Explicit scope constraints. Which files and directories are in scope for modification. Which must not be touched. What the boundaries of a typical task are in this codebase. These constraints prevent the most common Claude Code failure mode: touching things that were out of scope.

Style and convention. Not generic style guide content — the specific deviations from defaults in this codebase. Where you use a pattern that differs from the standard. Where you have explicitly chosen consistency over correctness.

The test contract. What the test suite covers, what it does not, and what must pass before any change is considered complete. The model cannot infer your quality bar from the tests alone.

What not to include:

Generic best practices. The model already knows them. Instructions to "write clean code" or "handle errors properly" add noise without signal. Be specific about what is non-standard in your context; trust the model's defaults for everything else.

Iterating a system prompt

A system prompt is wrong on first write. This is not a failure — it is the starting point.

The iteration discipline: every time the model produces an output that requires significant correction, ask why. Usually the answer is one of:

A system prompt that has been through fifty debugging cycles is categorically different from one written in an afternoon. The former is a compressed record of every non-obvious thing about working in that context. The latter is a list of general aspirations.

The specificity principle

Vague instructions produce vague compliance. Specific instructions produce specific compliance.

Vague: "Be careful with database operations."

Specific: "Never run DELETE or UPDATE statements without a WHERE clause. Never modify the users or payments tables without an explicit instruction to do so. Always use transactions for operations that modify more than one table."

The specific version is checkable. You can verify whether the model followed it. The vague version is not — "careful" is undefined.
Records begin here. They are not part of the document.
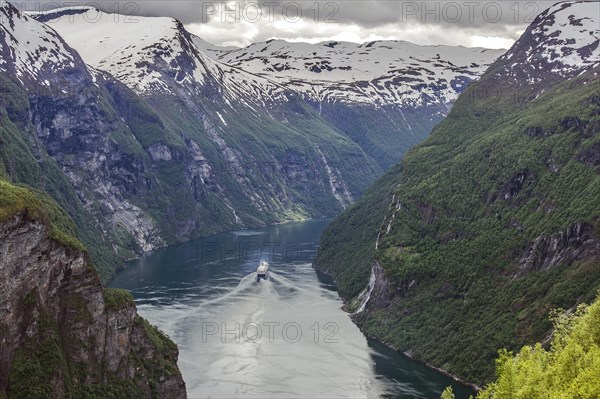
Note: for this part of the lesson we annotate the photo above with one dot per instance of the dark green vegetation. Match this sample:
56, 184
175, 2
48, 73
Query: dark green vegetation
570, 369
63, 345
493, 223
23, 160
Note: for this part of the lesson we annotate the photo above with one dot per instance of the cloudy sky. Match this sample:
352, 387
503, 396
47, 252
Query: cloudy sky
492, 24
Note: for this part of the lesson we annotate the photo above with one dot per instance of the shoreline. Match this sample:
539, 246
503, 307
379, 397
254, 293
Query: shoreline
345, 308
475, 387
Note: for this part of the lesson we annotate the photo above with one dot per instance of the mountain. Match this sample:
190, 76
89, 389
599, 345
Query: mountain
467, 244
171, 163
399, 88
147, 138
62, 334
385, 95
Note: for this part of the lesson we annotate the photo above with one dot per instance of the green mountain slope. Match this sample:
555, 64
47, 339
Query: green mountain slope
57, 324
488, 225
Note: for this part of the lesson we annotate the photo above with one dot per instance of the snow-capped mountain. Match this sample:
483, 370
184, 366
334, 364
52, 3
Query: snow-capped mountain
32, 51
380, 72
151, 54
562, 41
400, 88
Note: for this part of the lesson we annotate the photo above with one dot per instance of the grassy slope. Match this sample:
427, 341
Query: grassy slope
460, 240
43, 356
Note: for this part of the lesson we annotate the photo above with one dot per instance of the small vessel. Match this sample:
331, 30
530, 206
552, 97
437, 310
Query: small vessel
262, 271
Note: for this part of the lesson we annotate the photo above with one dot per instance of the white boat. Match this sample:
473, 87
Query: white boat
262, 271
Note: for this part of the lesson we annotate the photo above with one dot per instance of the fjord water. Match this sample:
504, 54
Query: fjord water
283, 337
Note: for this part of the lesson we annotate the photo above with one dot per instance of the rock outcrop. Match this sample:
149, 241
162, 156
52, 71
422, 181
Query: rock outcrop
63, 335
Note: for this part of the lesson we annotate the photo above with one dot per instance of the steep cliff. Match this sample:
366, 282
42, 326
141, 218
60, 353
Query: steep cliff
62, 334
493, 220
Rewrite every vague instruction in your system prompt as a checkable constraint. If you cannot state it as something specific enough to be verifiable, you do not yet know precisely what you want.

The layered architecture

For teams, system prompts have a layered architecture worth making explicit:

Global layer: conventions that apply across all uses of the model in all contexts. Language preferences, tone, output format defaults, the team's definition of "done."

Project layer: constraints specific to this codebase. Architecture, scope limits, the test contract.
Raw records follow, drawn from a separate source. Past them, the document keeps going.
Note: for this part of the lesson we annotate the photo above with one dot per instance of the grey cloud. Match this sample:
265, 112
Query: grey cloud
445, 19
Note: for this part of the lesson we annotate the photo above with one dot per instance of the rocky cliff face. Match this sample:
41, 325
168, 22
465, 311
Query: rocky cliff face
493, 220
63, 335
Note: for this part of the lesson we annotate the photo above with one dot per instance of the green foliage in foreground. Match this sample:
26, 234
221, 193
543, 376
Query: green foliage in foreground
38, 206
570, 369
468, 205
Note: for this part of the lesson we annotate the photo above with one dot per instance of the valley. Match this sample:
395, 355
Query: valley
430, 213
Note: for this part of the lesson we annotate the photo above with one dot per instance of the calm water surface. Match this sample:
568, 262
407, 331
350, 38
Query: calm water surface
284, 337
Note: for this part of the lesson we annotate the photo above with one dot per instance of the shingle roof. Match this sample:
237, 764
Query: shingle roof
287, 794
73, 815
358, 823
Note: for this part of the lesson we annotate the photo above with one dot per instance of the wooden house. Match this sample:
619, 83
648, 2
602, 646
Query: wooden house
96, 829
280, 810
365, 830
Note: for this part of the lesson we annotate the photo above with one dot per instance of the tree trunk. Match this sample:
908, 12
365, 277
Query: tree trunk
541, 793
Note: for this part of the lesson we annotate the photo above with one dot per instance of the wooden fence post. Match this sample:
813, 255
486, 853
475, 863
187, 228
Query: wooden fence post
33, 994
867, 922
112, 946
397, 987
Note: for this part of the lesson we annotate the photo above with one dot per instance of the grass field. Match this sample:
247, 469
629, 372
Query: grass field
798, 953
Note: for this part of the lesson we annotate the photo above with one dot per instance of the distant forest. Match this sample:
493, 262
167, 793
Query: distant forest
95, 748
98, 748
Task layer: constraints for a specific session or task. The current feature, the files in scope, the specific outcome needed.

The global and project layers live in files that persist. The task layer is written fresh for each session.

Most engineers conflate all three into a single system prompt and get results that are mediocre for every context. Separating the layers produces prompts that are precise for the contexts they govern.

The maintenance discipline

Stale instructions are worse than no instructions. A CLAUDE.md that describes an architecture you refactored three months ago actively misleads the model.

When you make a significant architectural change, update the CLAUDE.md as part of the change — not afterward. Treat it as a file that is part of the codebase, with the same discipline about keeping it current as you apply to any other documentation.

Two questions to ask when reviewing a system prompt:

  1. Is there anything here that is no longer true?
  2. Is there anything I have corrected the model for repeatedly that is not captured here?

The second question is where the compounding value lives. Every correction that gets absorbed into the prompt is a correction you will never have to make again.

The compounding return

A system prompt or CLAUDE.md file written with care and maintained over time becomes one of the highest-leverage assets in an AI-assisted workflow. It encodes the hard-won knowledge of what makes the model useful in your specific context.

The initial investment is a few hours. The maintenance is minutes per significant change. The return is every session where the model starts in the right frame, within the right constraints, without needing to be corrected for things it should already know.

Most engineers treat this as setup. The ones getting disproportionate results treat it as craft.